I guess you do get better chrF++ points, but something in character/glyph-level is wrong.

elbayadm commented 1 year ago

@freedomtan I tested with another example from FLORES-200

import torch
from seamless_communication.models.inference import Translator

translator_medium = Translator("seamlessM4T_medium", "vocoder_36langs", torch.device("cuda:0"), torch.float16)
translator_large = Translator("seamlessM4T_large", "vocoder_36langs", torch.device("cuda:0"), torch.float16)

message_to_translate = "If you visit the Arctic or Antarctic areas in the winter you will experience the polar night, which means that the sun doesn\'t rise above the horizon."
translated_text, _, _ = translator_medium.predict(message_to_translate, "t2tt", 'cmn_Hant', src_lang='eng')
print(f'from medium model: {translated_text}')
translated_text, _, _ = translator_large.predict(message_to_translate, "t2tt", 'cmn_Hant', src_lang='eng')
print(f'from large model: {translated_text}')

from medium model: 如果你喺冬天去訪北極或者南極, 你會經歷極夜, 意思係太陽唔會喺地平線上升. from large model: 如果你在冬天去北極或南極地區, 你會體驗北極夜,

And:

translated_text, _, _ = translator_medium.predict(message_to_translate, "t2tt", 'yue', src_lang='eng')
print(f'from medium model: {translated_text}')
translated_text, _, _ = translator_large.predict(message_to_translate, "t2tt", 'yue', src_lang='eng')
print(f'from large model: {translated_text}')

from medium model: 如果你喺冬天去北極或者南極, 你會發現北極嘅夜晚, 即係話太陽唔會喺地平線上升. from large model: 如果你喺冬天去北極或者南極 你會經歷北極嘅夜晚 即係話太陽唔喺地平線上面升起

AFAICT:

for SeamlessM4T medium: zho_Hant, which is supposed to return Mandarin in Traditional Han, returned Cantonese in Traditional Han

is True even for the FLORES example.

for SeamlessM4T large: yue, which is supposed to return Cantonese in Traditional Han, returned Mandarin in Simplified Han

this one looks like it's correctly translated in Cantonese. if you agree with my assessment, then the issue in your first example could be caused by the code switching with English in the output. I'll investigate this further, to see if the training data is not wrongly labeled.

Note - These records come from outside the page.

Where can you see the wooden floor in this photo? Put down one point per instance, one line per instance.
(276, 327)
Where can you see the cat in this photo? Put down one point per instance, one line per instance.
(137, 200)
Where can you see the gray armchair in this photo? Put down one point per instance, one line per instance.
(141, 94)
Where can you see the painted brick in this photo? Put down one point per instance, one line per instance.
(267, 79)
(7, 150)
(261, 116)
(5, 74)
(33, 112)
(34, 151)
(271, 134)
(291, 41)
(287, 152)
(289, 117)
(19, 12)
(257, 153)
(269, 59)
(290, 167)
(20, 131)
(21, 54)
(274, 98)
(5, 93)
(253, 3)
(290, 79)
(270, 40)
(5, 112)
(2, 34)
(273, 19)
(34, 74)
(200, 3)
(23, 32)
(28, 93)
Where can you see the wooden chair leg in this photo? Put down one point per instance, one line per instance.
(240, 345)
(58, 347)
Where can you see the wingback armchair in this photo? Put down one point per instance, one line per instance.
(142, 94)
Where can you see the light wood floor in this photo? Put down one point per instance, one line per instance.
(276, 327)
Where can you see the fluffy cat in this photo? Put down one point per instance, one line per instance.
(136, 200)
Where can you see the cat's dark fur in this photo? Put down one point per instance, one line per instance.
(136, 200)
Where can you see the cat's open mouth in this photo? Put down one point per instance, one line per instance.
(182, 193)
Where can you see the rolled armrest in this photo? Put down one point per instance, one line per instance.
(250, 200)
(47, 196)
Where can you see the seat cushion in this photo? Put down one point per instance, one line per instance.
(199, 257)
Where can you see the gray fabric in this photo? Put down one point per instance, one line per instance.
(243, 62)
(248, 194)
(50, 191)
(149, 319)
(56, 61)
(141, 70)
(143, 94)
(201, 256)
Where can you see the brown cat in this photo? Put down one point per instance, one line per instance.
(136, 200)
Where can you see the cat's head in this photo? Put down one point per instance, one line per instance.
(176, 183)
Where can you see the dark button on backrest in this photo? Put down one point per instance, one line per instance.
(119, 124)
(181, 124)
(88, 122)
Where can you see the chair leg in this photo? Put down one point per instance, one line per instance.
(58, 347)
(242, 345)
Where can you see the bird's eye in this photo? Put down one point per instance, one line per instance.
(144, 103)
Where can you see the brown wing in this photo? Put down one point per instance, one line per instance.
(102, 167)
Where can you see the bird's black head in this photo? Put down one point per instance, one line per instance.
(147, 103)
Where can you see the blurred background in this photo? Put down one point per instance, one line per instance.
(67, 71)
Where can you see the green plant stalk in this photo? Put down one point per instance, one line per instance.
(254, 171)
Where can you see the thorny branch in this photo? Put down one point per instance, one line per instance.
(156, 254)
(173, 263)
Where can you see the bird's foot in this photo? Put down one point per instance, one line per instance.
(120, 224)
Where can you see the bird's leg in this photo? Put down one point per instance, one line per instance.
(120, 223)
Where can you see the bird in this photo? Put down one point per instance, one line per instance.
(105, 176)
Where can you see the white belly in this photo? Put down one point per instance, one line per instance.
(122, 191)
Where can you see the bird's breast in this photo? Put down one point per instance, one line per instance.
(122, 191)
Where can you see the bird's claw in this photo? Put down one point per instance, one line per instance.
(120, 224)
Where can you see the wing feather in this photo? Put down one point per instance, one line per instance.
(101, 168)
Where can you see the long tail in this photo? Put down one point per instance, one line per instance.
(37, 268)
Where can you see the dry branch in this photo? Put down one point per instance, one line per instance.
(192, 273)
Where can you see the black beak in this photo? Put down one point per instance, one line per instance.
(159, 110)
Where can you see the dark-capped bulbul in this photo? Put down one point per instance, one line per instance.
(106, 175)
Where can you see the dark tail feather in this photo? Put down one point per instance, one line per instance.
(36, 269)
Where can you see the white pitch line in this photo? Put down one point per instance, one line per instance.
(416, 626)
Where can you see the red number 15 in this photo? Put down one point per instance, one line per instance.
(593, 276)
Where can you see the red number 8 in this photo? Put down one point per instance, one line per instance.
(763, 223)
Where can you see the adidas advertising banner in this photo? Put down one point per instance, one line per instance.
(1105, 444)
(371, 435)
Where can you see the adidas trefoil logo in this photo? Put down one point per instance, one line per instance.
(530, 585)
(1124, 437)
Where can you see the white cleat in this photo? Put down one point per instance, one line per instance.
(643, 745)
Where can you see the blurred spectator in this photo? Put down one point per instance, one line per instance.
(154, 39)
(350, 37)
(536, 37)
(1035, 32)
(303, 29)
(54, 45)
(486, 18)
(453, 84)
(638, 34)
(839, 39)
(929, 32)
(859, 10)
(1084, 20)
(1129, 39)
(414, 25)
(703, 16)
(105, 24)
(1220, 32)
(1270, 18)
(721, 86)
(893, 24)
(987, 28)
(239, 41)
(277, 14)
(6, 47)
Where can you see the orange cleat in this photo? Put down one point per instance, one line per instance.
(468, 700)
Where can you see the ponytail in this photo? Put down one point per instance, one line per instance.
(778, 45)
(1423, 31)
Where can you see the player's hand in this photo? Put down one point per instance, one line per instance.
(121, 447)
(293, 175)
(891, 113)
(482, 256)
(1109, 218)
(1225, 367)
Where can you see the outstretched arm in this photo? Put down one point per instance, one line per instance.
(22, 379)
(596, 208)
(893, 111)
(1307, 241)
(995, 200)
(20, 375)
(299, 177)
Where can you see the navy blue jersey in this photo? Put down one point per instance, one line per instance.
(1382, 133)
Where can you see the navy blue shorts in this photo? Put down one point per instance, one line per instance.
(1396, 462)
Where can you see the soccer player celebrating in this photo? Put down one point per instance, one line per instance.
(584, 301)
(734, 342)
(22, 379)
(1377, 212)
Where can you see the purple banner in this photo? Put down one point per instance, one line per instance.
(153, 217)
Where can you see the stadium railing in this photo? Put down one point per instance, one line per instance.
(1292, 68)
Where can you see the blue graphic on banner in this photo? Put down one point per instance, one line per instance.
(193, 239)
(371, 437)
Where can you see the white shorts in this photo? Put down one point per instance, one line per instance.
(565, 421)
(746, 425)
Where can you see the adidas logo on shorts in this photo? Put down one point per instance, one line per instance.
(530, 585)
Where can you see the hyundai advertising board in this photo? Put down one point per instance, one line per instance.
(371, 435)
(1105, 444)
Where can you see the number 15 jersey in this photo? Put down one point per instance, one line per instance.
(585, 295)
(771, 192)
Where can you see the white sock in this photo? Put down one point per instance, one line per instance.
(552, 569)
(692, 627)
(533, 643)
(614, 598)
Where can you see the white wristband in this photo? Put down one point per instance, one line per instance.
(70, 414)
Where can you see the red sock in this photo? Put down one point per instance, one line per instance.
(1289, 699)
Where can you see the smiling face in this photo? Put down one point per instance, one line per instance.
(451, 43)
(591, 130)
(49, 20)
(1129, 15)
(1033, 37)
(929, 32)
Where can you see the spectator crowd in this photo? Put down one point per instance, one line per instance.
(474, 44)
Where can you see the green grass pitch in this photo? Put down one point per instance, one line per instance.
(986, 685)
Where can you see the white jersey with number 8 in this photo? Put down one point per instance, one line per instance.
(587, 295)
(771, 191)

freedomtan commented 1 year ago

@elbayadm Thanks for spending time checking this issue.

this one looks like it's correctly translated in Cantonese. if you agree with my assessment, then the issue in your first example could be caused by the code switching with English in the output. I'll investigate this further, to see if the training data is not wrongly labeled.

Yes, it turned out that the yue in large model is a bit tricky. I have a shorter example.

to_translate_1 = "The forces of Syria's president, Bashar al-Assad, fight back."
to_translate_2 = "The forces of Syria's president, Bashar al-Assad, fight back soon."

translated_text, _, _ = translator_large.predict(to_translate_1, "t2tt", 'yue', src_lang='eng')
print(f'from large model 1: {translated_text}')
translated_text, _, _ = translator_large.predict(to_translate_2, "t2tt", 'yue', src_lang='eng')
print(f'from large model 2: {translated_text}')

The result of to_translate_1 is in Cantonese in Traditional Han. The result of to_translated_2 is Mandarin in Simplified Han.

from large model 1: 敘利亞總統巴沙爾·阿薩德嘅軍隊反擊
from large model 2: 叙利亚总统巴沙尔·阿萨德 (Bashar al-Assad) 的军队很快就会反击.